Si su empresa quiebra, a diferencia de sus jefes, la responsabilidad del empleado será inmensa, total - y las consecuencias, para echarse a temblar. Será despedido, perderá su salario y, después de perder su salario, habrá perdido el techo, la comida y la bebida, la salud, la tranquilidad, el sueño y hasta las ganas de vivir.
Otra de las grandes memeces que se repiten de emisora en emisora es la idea peregrina de que cada persona recibe lo que se merece. Ésta es quizá una de las idioteces verdaderamente grandes. Pensemos en los niños: ¿cuál de ellos se ha merecido lo que tiene? Obviamente ninguno. No han tenido tiempo para hacer merecimientos. Se dirá: "Pero son los merecimientos de sus padres los que le benefician o perjudican." Quizá, pero para el niño, esa circunstancia no deja de ser un azar, una lotería - la lotería genética. De entrada, ninguno de los menores se ha ganado lo que tiene.

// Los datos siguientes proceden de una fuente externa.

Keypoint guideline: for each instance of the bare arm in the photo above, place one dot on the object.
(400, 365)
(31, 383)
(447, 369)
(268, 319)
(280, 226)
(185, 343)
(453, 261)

Y, ¿es que alguien ignora que en el futuro de los niños pesarán como una losa los números que le tocaron en suerte - el medio sociocultural, el acceso a la formación, las garantías sanitarias, las proteínas de su alimentación? Si bien se mira, los méritos o deméritos de sus padres -que también fueron niños- suelen estar, a su vez, fundados en esa casualidad.
A ese azar fundamental se añadirá más tarde el azar, bastante probable, del fracaso personal. A mi me parece bien que se asegure a los banqueros, a los altos ejecutivos y a los emprendedores: cualquiera concluirá conmigo que lo que habría que hacer es, igual que se hace con ellos y por las mismas razones (porque es mejor), asegurarnos todos contra una sociedad enormemente azarosa. Asegurémonos, quiero decir, todos por igual.
¿Por qué la derecha, tan celosa de preservar a toda costa la igualdad entre las distintas Comunidades Autónomas, cuya asimetría en cualquier aspecto le parece intolerable, tiene tan poco interés en eliminar las asimetrías entre las clases sociales y entre las personas?
Recientemente una Delegada del Gobierno declaraba muy convencida: "Es bueno que haya ricos y pijos: ellos son los que consumen y gastan dinero." No voy a entrar en el debate sobre la causa de la bondad: si eso es bueno, ¿entonces por qué no todos?, ¿por qué sólo unos pocos?
Y si la Delegada me saliera al paso con alguna razón por la cual no todos podamos ser ricos y pijos a la vez, preguntaré a continuación: "Bueno, y ¿por qué no por turno?"
El muy diferente seguro contra el fracaso que nos asiste a unos y a otros es el índice de desigualdad más ofensivo de nuestra organización social. Eso sí que son derechos históricos arbitrarios.
La buena o mala organización de una sociedad no se prueba en la bonanza: cualquier sistema es bueno cuando hay de sobra. En el paraíso no harían falta estructuras comunitarias. La buena o mala organización social se verifica en las adversidades: es precisamente para eso para lo que debe organizarse la sociedad. Es para enfrentarnos a las dificultades para lo que nos trae cuenta el pacto social.
La sociedad no debe estar preparada para el triunfo, sino para el fracaso - para la impotencia, para la vulnerabilidad, para la debilidad. La seguridad social nos conviene porque este mundo es ya bastante jodido.
Por eso ahora, precisamente ahora, resulta inexplicable el desmantelamiento de los servicios públicos. Por eso, el que ahora, en estos momentos de progresivo empobrecimiento, se nos recuerde que la vida es dura, y que debemos prepararnos para cosas peores aún, aparte de un insulto, es una prueba más de que soportamos un orden al que sólo un sádico puede encontrar fundamento.